PC Worship includes most of Frye's roommates, who all live in a warehouse below the M train in Brooklyn called the Wallet. At least three of the people who play in PC Worship's live line-up also play in the Dreebs, who's approach to similar music is a lot less melodic. All of them are almost certainly trained musicians, or at least very practiced (seven played the record release, but the record have as few as three credited players to a song, with most everything played by Frye). Their grasp of theory is apparent; this is not just dark, grimy music, but also mechanically satisfying music.

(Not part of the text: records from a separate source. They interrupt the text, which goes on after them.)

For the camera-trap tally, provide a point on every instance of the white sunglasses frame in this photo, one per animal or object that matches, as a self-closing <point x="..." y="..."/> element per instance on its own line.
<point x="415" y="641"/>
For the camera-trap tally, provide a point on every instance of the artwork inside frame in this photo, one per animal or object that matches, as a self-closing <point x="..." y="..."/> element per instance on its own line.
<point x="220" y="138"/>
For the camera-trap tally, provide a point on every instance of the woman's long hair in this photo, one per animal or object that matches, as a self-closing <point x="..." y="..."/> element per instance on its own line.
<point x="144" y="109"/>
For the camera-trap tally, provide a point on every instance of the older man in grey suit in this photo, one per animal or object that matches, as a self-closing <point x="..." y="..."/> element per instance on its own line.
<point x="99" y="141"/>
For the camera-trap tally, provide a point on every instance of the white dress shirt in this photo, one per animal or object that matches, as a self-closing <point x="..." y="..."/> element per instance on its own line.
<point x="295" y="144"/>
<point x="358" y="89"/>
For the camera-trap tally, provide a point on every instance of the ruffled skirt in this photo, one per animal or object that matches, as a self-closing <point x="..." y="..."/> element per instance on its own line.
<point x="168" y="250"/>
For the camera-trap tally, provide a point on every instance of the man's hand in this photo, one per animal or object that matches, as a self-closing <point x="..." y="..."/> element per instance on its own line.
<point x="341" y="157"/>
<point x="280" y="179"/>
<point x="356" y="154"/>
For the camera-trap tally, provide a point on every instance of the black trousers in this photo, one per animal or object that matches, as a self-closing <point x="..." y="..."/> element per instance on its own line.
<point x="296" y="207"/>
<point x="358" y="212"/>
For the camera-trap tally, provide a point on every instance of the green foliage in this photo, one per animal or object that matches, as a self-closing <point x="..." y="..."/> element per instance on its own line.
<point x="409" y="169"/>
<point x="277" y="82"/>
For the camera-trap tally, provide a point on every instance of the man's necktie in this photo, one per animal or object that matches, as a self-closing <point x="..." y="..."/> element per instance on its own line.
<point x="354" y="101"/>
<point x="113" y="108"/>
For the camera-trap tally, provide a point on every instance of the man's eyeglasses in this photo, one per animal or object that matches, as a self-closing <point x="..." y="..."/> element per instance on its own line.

The bottom layer is frequently a tape buzz, possibly with a sample or a magnetic twitch. On top of that, we have lots of deep, grinding bass, at least two guitars, frequently a violin being plucked or played, and often a saxophone or two screeching on top of a heavy, but notably slow drummed tempo. That last part is particularly important: PC Worship do not try to go fast, ever. Their intensity is not so much in the assault of a blast beat, as you might see in something like Liturgy. The speed is consistently muddied, adding to to the feeling that you are in the shit with Frye, flicking a lightswitch on and off in an empty room and seeing just how dark your brain can get. The record is only eight songs and 32 minutes, but it feels much longer. It's easy to keep turning it over.

Mind-altering substances are a huge part of the PC Worship vocabulary and you get the sense their use here is not for the acquisition of blissed-out love. Drugs are for escape from the shit and the mulch and the deep, but the band also acknowledges that your world can get more evil when you take them. PC Worship seem to say that sometimes getting dark and evil is necessary for your personal growth – anyone who can't see the full-spectrum of their own emotion is hiding behind a mask. We all need a record to tell us this, once in a while, and this is the best one I've heard in ages.